Don’t rely on unmanageable spreadsheets. Analysis should look for trends in the data as well as compliance to the program. Completing this task in spreadsheets requires that the data be properly formatted. Further, the database-like structure that would enable analysis is often inconsistent with the table format used for sample schedule generation. In addition, this task is time consuming, manual and error prone; therefore, the frequency of analysis may be reduced.

Don’t take an analog approach to floor plans and risk it being outdated. Particularly for environmental data, it is important to understand the proximity of test points and their results. This allows managers to look for patterns or workflow trends that may be impacting results. This task typically requires mapping the test points and their results to a floor plan. Many plants keep a copy of the floor plan and recent findings posted on the wall.

Do use the tools available.
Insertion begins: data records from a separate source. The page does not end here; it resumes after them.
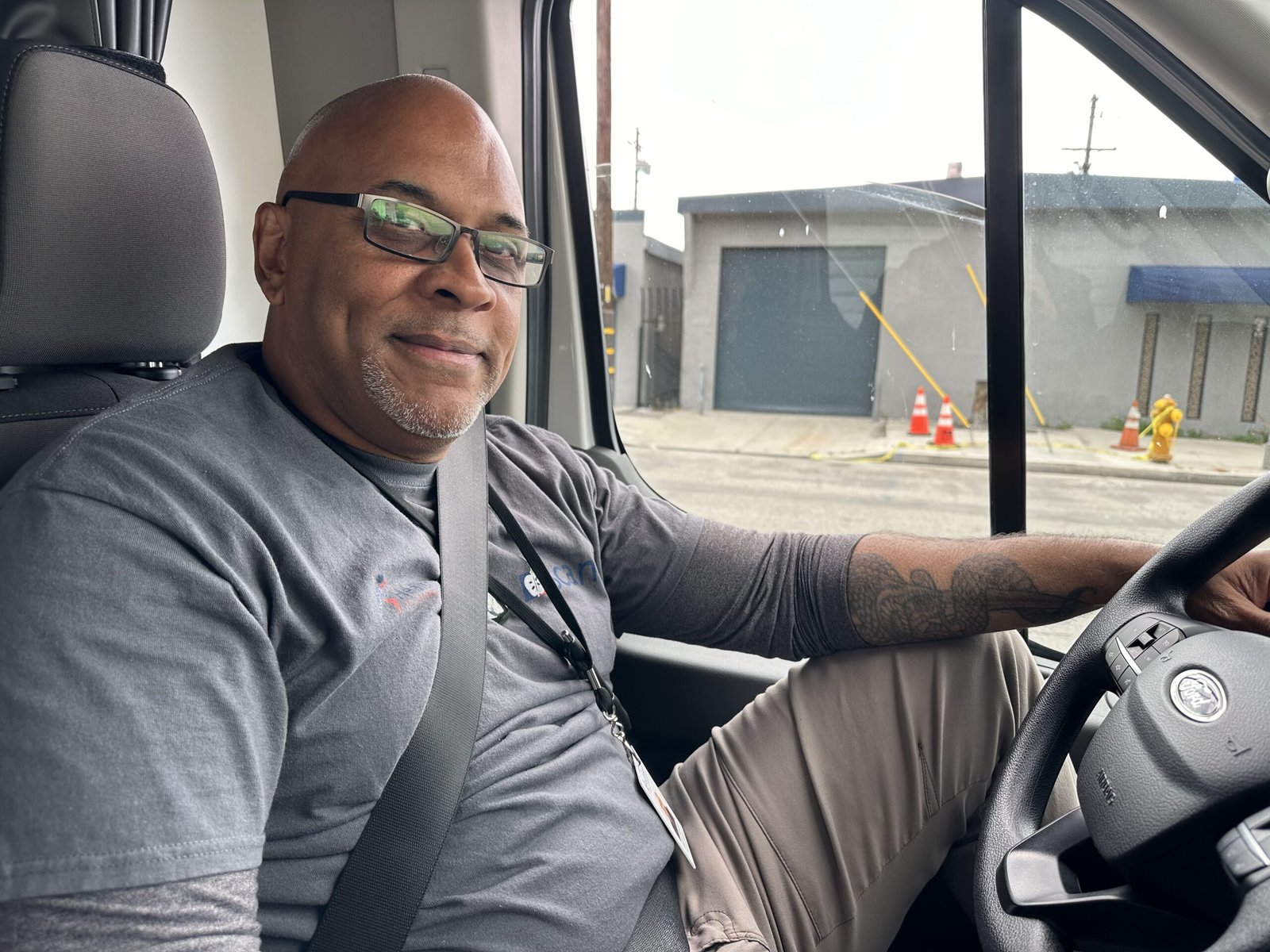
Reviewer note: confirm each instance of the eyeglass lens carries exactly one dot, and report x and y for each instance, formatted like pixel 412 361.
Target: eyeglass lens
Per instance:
pixel 418 232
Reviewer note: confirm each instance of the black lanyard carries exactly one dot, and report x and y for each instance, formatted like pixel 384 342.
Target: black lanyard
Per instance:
pixel 568 643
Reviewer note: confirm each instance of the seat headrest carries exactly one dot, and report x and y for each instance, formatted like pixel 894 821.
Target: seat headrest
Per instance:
pixel 112 241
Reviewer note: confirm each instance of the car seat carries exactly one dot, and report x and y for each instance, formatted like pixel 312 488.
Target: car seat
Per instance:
pixel 112 240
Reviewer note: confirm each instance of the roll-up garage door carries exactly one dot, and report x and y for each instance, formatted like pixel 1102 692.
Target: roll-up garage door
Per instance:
pixel 794 336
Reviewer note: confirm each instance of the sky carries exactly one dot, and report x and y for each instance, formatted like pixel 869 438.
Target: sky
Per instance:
pixel 729 98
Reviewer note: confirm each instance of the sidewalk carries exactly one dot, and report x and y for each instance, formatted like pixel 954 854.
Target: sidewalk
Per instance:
pixel 859 440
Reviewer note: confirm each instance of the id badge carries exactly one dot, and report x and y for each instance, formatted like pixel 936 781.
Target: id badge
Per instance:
pixel 664 810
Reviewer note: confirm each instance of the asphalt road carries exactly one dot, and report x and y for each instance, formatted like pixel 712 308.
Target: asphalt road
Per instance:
pixel 806 495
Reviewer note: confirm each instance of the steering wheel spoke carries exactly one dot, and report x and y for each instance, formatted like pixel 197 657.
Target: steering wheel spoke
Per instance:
pixel 1178 763
pixel 1057 875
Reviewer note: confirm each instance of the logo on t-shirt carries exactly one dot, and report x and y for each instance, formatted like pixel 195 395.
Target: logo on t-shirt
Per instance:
pixel 406 596
pixel 565 575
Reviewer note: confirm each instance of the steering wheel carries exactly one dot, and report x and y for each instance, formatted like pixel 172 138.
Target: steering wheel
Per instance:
pixel 1170 848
In today’s data-rich food production environment, successful data analysis must be automated.

Answering the Call for Communication

Lastly, for an environmental monitoring program to be effective, communication is critical. The members of the quality team need to know what specific tasks are expected of each of them and when. Sanitation workers need to know what areas require their timely response. Executives need visibility into the results and actions underway so that they can support their teams and make critical food safety decisions. While these tasks can be completed manually, it is ripe for automation and new tools are streamlining the communication process.
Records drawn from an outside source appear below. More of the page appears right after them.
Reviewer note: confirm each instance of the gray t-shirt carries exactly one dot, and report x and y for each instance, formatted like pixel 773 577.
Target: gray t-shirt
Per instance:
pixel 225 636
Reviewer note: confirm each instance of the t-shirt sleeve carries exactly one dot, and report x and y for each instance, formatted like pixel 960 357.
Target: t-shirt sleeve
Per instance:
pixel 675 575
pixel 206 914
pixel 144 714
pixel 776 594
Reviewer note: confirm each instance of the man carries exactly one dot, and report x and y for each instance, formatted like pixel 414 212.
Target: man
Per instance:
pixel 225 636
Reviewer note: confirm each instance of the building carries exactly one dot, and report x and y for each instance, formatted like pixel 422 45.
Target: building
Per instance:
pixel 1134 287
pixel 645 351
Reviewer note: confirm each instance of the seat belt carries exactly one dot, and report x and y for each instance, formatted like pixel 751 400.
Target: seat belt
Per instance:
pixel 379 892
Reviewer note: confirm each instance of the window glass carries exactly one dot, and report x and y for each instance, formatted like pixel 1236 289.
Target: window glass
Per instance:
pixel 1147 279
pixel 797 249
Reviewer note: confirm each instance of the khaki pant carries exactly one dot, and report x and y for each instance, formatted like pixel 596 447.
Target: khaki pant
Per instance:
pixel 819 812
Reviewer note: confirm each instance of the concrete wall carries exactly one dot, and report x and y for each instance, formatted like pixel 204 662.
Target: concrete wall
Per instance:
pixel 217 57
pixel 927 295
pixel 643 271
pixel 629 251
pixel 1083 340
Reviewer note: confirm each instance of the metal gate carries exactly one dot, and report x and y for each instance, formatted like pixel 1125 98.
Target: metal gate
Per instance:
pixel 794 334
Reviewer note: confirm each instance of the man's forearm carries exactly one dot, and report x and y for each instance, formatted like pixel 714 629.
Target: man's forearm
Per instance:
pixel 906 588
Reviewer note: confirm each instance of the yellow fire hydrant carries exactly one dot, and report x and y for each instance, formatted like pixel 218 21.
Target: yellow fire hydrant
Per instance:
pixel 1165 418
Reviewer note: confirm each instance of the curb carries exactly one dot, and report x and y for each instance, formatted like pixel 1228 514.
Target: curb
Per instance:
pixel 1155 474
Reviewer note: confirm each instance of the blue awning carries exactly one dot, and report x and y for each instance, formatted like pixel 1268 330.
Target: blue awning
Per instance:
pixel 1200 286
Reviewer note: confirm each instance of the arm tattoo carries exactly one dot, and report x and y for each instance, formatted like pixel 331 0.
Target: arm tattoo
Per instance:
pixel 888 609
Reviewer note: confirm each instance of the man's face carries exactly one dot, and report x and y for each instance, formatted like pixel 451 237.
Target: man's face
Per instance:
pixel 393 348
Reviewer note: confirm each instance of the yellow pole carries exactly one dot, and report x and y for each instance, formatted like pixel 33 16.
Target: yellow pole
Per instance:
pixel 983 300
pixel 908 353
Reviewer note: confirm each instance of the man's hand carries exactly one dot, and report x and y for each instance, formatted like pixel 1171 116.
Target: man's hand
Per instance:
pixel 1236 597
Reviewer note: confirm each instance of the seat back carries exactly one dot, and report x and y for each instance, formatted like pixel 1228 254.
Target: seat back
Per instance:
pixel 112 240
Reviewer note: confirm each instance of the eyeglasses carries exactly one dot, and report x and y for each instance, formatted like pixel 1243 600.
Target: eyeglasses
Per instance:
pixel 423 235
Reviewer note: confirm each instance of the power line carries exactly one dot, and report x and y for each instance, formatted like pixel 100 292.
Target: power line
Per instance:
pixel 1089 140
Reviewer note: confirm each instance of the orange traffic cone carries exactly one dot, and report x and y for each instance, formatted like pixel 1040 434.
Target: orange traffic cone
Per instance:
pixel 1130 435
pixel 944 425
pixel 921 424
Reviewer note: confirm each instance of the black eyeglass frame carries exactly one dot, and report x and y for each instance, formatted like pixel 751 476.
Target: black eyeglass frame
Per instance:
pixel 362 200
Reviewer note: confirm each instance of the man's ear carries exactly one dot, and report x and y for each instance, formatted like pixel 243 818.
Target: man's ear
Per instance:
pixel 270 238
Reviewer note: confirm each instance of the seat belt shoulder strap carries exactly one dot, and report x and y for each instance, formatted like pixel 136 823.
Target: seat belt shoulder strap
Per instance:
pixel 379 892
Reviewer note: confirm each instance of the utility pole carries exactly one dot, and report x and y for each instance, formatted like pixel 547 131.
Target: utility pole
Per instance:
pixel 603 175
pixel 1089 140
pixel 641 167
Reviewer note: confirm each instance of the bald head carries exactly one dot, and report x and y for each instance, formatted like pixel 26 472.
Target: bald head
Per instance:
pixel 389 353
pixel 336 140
Food safety managers and quality teams are working diligently with their sanitation teams to keep their plants and product safe.  However, they need to leverage the available tools needed to do their jobs efficiently and effectively. New software tools designed for the food safety industry are changing the way the industry handles safety initiatives. In particular, sampling program, data analysis and communication tools are ripe for automation. Take advantage of technologies and tools already in use in business today so you are prepared to manage the food safety challenges of tomorrow.